It's a little bit totes inappropes...but never fear, I've changed the lyrics: lately I've been peeing in the dark because McCurtain has an energy conservationist on the loose.
Let me provide some background on Creepy Shower Girl. This is what my roommate dubbed her from Day One, although I think her real name is Sara. She earned her moniker because of her unfortunate lack of social skills and being unable to read body language.
McCurtain is located in Cate Center (affectionately known as Cate the Crackhouse, people often ask, "oh you live in Cate? What is poverty like?") and so naturally, we have community style bathrooms. Originally I wasn't too worried about those. Those were the conditions at TCU and although it was inconvenient, I didn't despise the ordeal that came with the call to hygiene. However, at TCU, you paid heftily for clean amenities. Here? Not so much.
We have a bathtub--with suspicious looking rust rings strategically placed (I keep a wide berth), 2 showers with disease ridden curtains--I try to only touch them with my thumb and forefinger and wouldn't dream about forgetting shower shoes, and 3 stalls--it's almost a guarantee that at least one will be out of toilet paper and another has typically just been the resting place for a non-flusher.
One day I walked into the bathroom without socks or shoes. I immediately needed a double amputation.
OH and Cate Center deems this bathroom so majestic that we have to have keys to enter. Wouldn't want to share that privilege with anyone unworthy of such luxury. I lost my bathroom key for a few days last semester...I now have the bladder of champions.
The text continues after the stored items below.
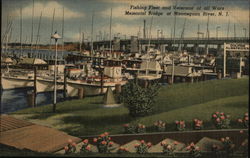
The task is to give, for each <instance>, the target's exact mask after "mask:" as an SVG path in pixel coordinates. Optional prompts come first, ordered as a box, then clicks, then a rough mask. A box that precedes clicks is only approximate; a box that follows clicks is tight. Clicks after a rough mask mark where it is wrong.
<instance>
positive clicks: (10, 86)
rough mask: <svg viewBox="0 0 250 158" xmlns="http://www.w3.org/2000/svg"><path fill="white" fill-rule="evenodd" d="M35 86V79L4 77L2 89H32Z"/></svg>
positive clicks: (3, 89)
mask: <svg viewBox="0 0 250 158" xmlns="http://www.w3.org/2000/svg"><path fill="white" fill-rule="evenodd" d="M33 86H34V80H33V79H27V78H18V77H17V78H15V77H2V89H3V90H8V89H16V88H30V87H33Z"/></svg>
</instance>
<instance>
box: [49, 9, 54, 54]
mask: <svg viewBox="0 0 250 158" xmlns="http://www.w3.org/2000/svg"><path fill="white" fill-rule="evenodd" d="M54 18H55V8H54V11H53V18H52V25H51V34H50V36H52V35H53V30H54ZM49 50H51V38H50V41H49Z"/></svg>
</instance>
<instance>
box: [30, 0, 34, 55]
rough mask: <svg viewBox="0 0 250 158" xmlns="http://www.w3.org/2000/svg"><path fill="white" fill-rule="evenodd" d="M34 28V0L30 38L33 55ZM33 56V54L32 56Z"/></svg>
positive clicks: (30, 45) (32, 11) (30, 47)
mask: <svg viewBox="0 0 250 158" xmlns="http://www.w3.org/2000/svg"><path fill="white" fill-rule="evenodd" d="M33 28H34V0H33V5H32V19H31V37H30V53H32V49H33V48H32V47H33ZM30 55H31V54H30Z"/></svg>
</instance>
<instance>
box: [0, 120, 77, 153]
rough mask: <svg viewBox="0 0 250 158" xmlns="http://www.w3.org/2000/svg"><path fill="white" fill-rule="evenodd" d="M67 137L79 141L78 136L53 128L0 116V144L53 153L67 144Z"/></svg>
mask: <svg viewBox="0 0 250 158" xmlns="http://www.w3.org/2000/svg"><path fill="white" fill-rule="evenodd" d="M69 139H71V140H72V141H74V142H76V143H79V142H80V141H81V139H80V138H77V137H73V136H70V135H68V134H67V133H64V132H62V131H58V130H56V129H53V128H49V127H45V126H41V125H36V124H33V123H30V122H28V121H24V120H19V119H16V118H14V117H11V116H8V115H1V116H0V144H5V145H9V146H13V147H15V148H18V149H29V150H32V151H37V152H50V153H53V152H56V151H58V150H61V149H62V148H63V147H64V146H65V145H67V143H68V140H69Z"/></svg>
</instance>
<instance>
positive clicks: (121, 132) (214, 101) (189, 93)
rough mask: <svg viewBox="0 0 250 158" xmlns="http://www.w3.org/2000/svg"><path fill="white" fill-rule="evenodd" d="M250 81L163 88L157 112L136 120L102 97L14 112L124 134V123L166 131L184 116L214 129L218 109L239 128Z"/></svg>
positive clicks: (229, 81) (95, 131) (171, 128)
mask: <svg viewBox="0 0 250 158" xmlns="http://www.w3.org/2000/svg"><path fill="white" fill-rule="evenodd" d="M248 80H249V79H248V78H243V79H237V80H236V79H230V80H229V79H228V80H213V81H206V82H199V83H193V84H188V83H181V84H176V85H172V86H165V87H162V88H161V89H160V91H159V95H158V96H157V98H156V100H157V101H156V103H155V104H156V105H155V106H156V113H155V114H153V115H151V116H147V117H143V118H138V119H136V120H135V119H134V118H132V117H130V116H129V111H128V110H127V109H126V108H125V107H123V106H120V107H117V108H103V105H102V98H103V97H102V96H98V97H88V98H85V99H83V100H71V101H65V102H63V103H58V104H57V113H56V114H54V113H51V111H52V105H46V106H42V107H37V108H29V109H25V110H21V111H18V112H15V113H12V115H14V116H15V117H19V118H24V119H28V120H30V121H32V122H35V123H39V124H43V125H47V126H51V127H53V128H57V129H60V130H63V131H65V132H67V133H69V134H71V135H75V136H84V135H95V134H100V133H102V132H104V131H108V132H110V133H111V134H118V133H123V127H122V125H123V124H124V123H137V122H140V123H143V124H145V125H146V126H151V125H152V124H153V123H154V122H155V121H157V120H163V121H166V123H167V131H171V130H174V123H173V122H174V121H175V120H177V119H178V120H181V119H182V120H185V121H186V122H187V126H188V129H190V130H191V125H189V124H190V121H192V119H194V118H199V119H202V120H204V121H205V127H206V129H213V128H214V127H213V125H212V124H211V123H210V118H211V114H212V113H213V112H215V111H220V112H225V113H226V114H229V115H231V119H232V128H239V126H237V125H235V124H236V123H235V121H234V120H236V119H237V118H241V117H242V115H243V114H244V113H245V112H247V111H248V94H249V92H248V87H249V85H248ZM148 131H150V128H149V129H148Z"/></svg>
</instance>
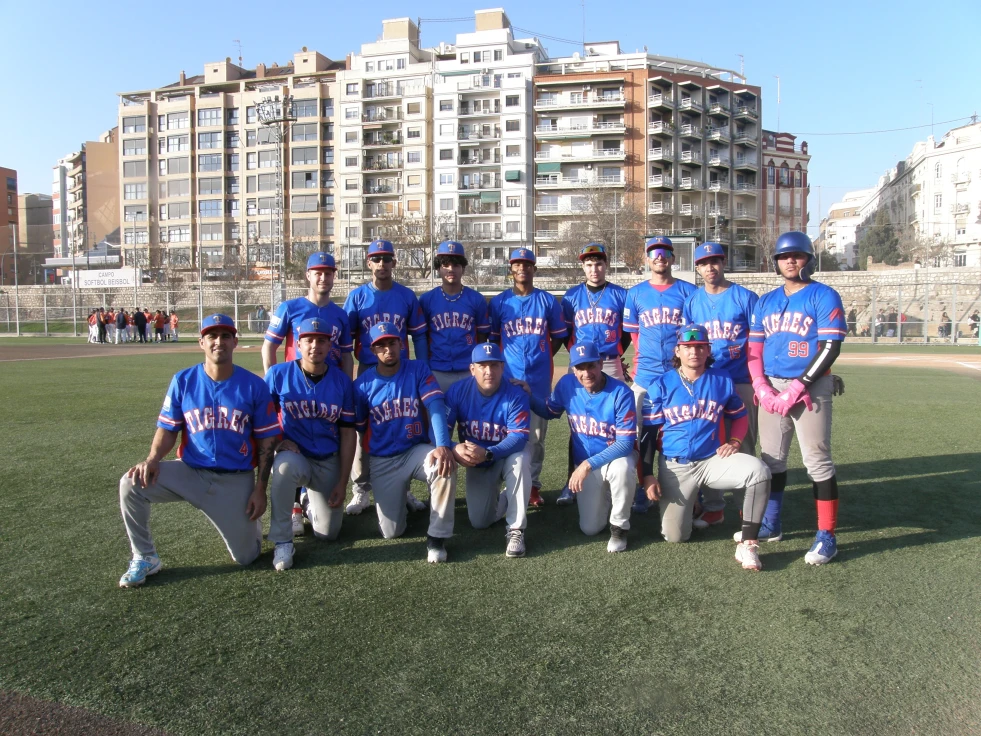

Creepy Shower Girl (I'll refer to her as CSG from now on) merited that nickname from my roommate, Olivia. Olivia was trying to shower one day (in relative privacy) and when she turned her water off to get out and grab her towel CSG was standing in the common area of the bathroom. Just chillin. To this day we are unsure as to what she was doing. Brushing her teeth, organizing her lotion, meditating? It's a mystery. Olivia produced the usual throat clearing and fake coughing that would send any other person in the opposite direction when they realized what they were interfering with (get in, get out, don't linger-DUH) but CSG continued her business with no realization of those around her.
So it shouldn't have surprised anyone really when we found out she was the one flipping the lights off in the bathroom. Don't get me wrong, I like our planet as much as the next person, but I'm not fanatical about it. So turning the lights off in the PUBLIC bathroom seemed a little silly to me, but it's not a hardship to flick them on when you walk in so I suffered in silence. Until CSG took it to another level.
Olive (I call her Olive, she hates it) texted me one day in a panic, "OMG CREEPY SHOWER GIRL TURNED THE LIGHTS OFF ON ME WHEN I WAS IN THE SHOWER!!! What is wrong with her!!?!???!" It's pretty obvious when people are in the shower. The sound of water hitting the floor is kinda hard to miss. So we had 4 options. Either CSG was (1) deaf, (2) oblivious, (3) had found out what we called her and wanted vengeance, or (4) just really wanted to save the earth. 2 and 4 sounded like our best bets.
We brushed it off, joking about the close call. What if Olive had been shaving? What was an innocent shower could have transformed into a bloodbath in a second without light to guide the blade. But then I was using the restroom one day and she flipped the lights off on me. I hadn't noticed til then how dark those stalls get. We're talking low B-grade horror film darkness. I instantly wanted a nightlight and my childhood blankie. I settled for a wad of toilet paper.
And then the shower saga happened again. Olive texted me to inform me of the travesty and I decided to put an end to the inconsideracy (is that a word? Oops-no, it's not. Oh well.) of CSG. But I had to pee first. Walking into the bathroom I nearly ran into none other than Creepy Shower Girl herself! I offered a tentative please-don't-turn-the-light-off-on-me smile and locked myself in a stall.
She doesn't read smile very well.
I was pee-pee-peeing peeing in the dark! Again! (I sang that like the song in my head)
That was the last straw. And so my passive-aggressive self decided to take some action. I fashioned a sign in friendly purple highlighter and fastened it at eye level on the bathroom door. It reads:
Dear light turner-offer,
I admire your attention to conserving energy!
HOWEVER, please do so with an
awareness of those around you. I've
been plunged into darkness mid-pee or whilst showering.
Not the most fun :(
Thank you! :)
Since then, I've had only one more episode of darkness in the restroom. But I don't think it's completely safe yet. I just add a flashlight to the list of necessities needed in that bathroom order to stay A Very Lucky (and clean) Girl.